Andrea has always loved Alice.
‘She was…very imaginative, little bit odd, bit flawed… And I think the nonsense of the book makes sense when viewed with life as a whole; mad things happen all the time, crazy characters move in and out of our lives, we grow, we shrink…’
The tattoo is based on John Tenniel’s illustration for the first edition of Alice, published in 1865. It depicts a scene from the end of the book when Alice calls the King and Queen of Hearts out as nothing but playing cards, before cards fly all over her and she wakes up on the river bank next to her sister.
Lewis Carroll and Alice
Charles Lutwidge Dodgson, who would write his novels under the pseudonym Lewis Carroll, was born in Cheshire, England, in 1832. He was a brilliant mathematician, and gained a 1st Class Honours degree from Christ Church College Oxford before being appointed as a maths lecturer there in 1855.
The following year he publicly adopted his pseudonym for the first time, in The Train magazine for a poem called Solitude. He also became friends with Christ Church’s new Dean, Henry Liddell, whose daughter Alice has traditionally been seen as the inspiration for Alice’s Adventures in Wonderland. It’s true that Alice Liddell asked Carroll to tell the story that became Alice (on a rowing trip in July 1862; she asked for a manuscript, receiving it more than two years later once Carroll had received encouragement to seek a publisher and had approached John Tenniel to do the illustrations), but Carroll claimed that the character was entirely fictional, and there are very few physical similarities between the real Alice and either Tenniel’s illustrations or Carroll’s own.
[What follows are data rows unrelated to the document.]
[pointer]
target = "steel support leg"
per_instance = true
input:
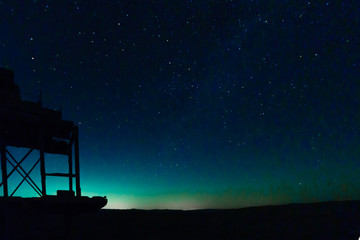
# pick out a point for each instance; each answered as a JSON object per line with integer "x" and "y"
{"x": 4, "y": 170}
Carroll did dedicate the book to her, and used her birthday as Alice’s birthday.
We know what Alice looked like because Carroll took lots of photographs of her. Carroll has been rumoured to have been sexually interested in Alice Liddell, a theory backed up by the high percentage of young girls he used as photographic subjects. Scholars on the other side of the debate point out that more than half the photos he’s known to have taken no longer exist.
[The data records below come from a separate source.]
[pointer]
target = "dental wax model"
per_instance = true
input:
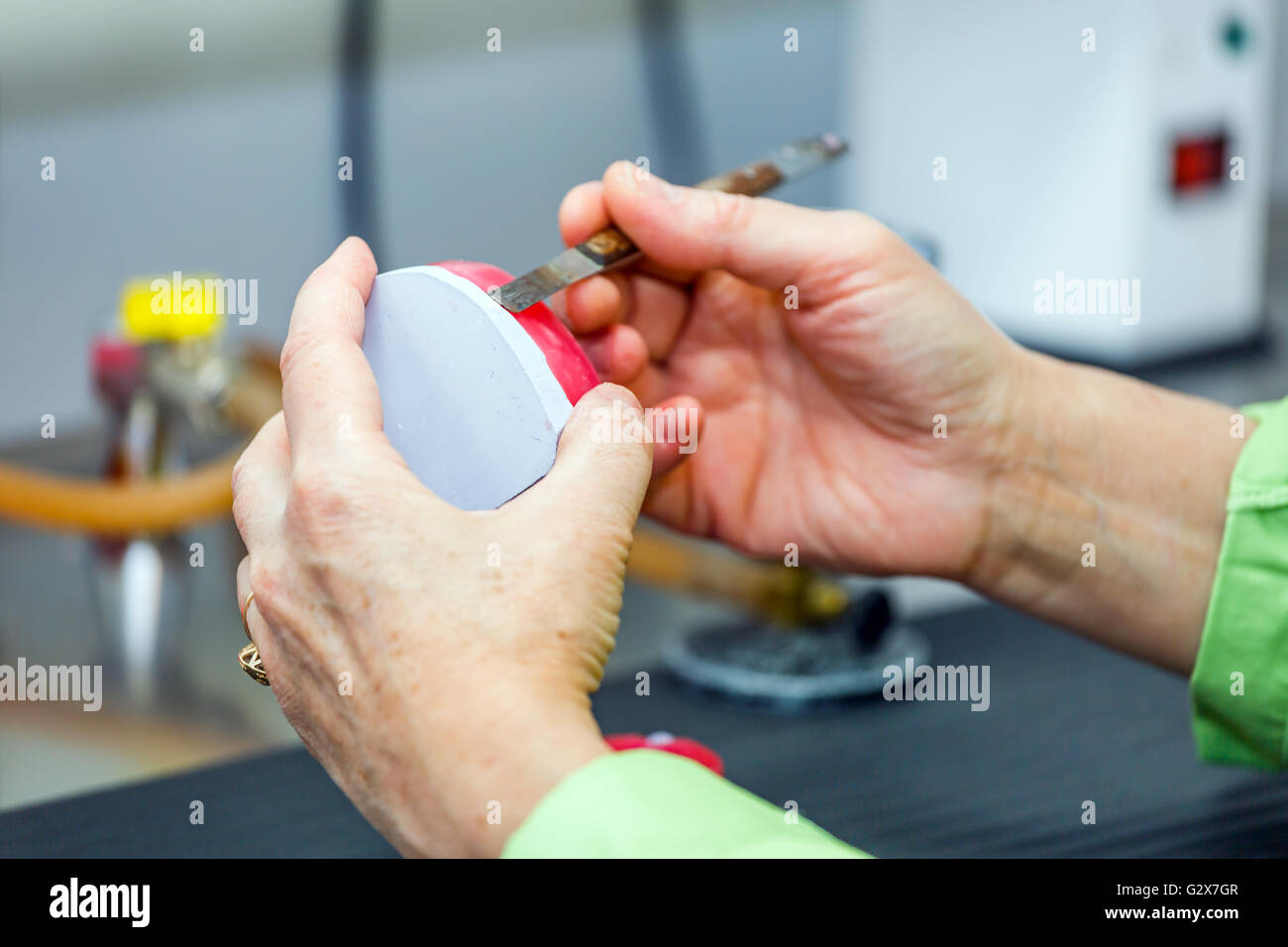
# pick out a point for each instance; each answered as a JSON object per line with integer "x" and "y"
{"x": 475, "y": 397}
Carroll’s relationship with Alice Liddell has always been controversial. Were his feelings for her inappropriate, or is this a myth? We do know that Carroll’s friendship with the Liddells cooled, but the page of his diary that should explain what happened is missing. The final sentence for the entry before reads:
‘wrote to Mrs Liddell, urging her either to send the children to be photographed…’
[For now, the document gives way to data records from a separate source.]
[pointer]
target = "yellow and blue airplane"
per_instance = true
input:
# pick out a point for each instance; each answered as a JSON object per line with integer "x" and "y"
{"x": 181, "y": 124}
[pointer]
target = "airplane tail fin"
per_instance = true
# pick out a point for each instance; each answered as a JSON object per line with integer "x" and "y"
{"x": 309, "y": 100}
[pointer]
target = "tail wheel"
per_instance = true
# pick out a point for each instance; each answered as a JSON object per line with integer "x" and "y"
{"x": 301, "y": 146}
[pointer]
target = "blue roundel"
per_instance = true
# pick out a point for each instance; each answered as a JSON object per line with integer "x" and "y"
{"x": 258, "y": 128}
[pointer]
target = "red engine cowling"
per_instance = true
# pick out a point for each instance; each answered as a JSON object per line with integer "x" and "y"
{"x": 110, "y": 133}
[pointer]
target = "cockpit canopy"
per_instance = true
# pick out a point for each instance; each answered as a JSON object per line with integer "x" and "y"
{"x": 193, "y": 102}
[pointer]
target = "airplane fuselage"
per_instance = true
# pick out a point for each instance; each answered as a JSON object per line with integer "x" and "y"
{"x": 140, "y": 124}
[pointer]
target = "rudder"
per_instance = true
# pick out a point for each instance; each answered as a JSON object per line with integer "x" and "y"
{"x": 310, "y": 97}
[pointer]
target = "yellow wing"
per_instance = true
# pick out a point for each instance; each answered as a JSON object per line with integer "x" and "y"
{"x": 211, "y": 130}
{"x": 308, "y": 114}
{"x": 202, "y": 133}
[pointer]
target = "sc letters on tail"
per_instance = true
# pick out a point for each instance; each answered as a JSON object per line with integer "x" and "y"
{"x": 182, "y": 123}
Then the sentence disappears over the page, and the Liddells are not mentioned again for several months. Because of the mystery, rumours have abounded. Scholar Karoline Leach thinks it’s more likely that Carroll had a vaguely unhealthy interest in Alice’s 14-year-old sister Lorina than in Alice, but unless the page is languishing in a Carroll descendent’s library somewhere nobody will ever know for sure.
Carroll and the Post Office
In 1889 Carroll decided to invent the Wonderland Postage-Stamp Case, which he intended to accompany his pamphlet Eight or Nine Wise Words About Letter-Writing. It’s a lot longer than eight or nine words.
In 1982, to commemorate Carroll’s 150th birthday, the west African republic of Mali issued a set of Carroll stamps.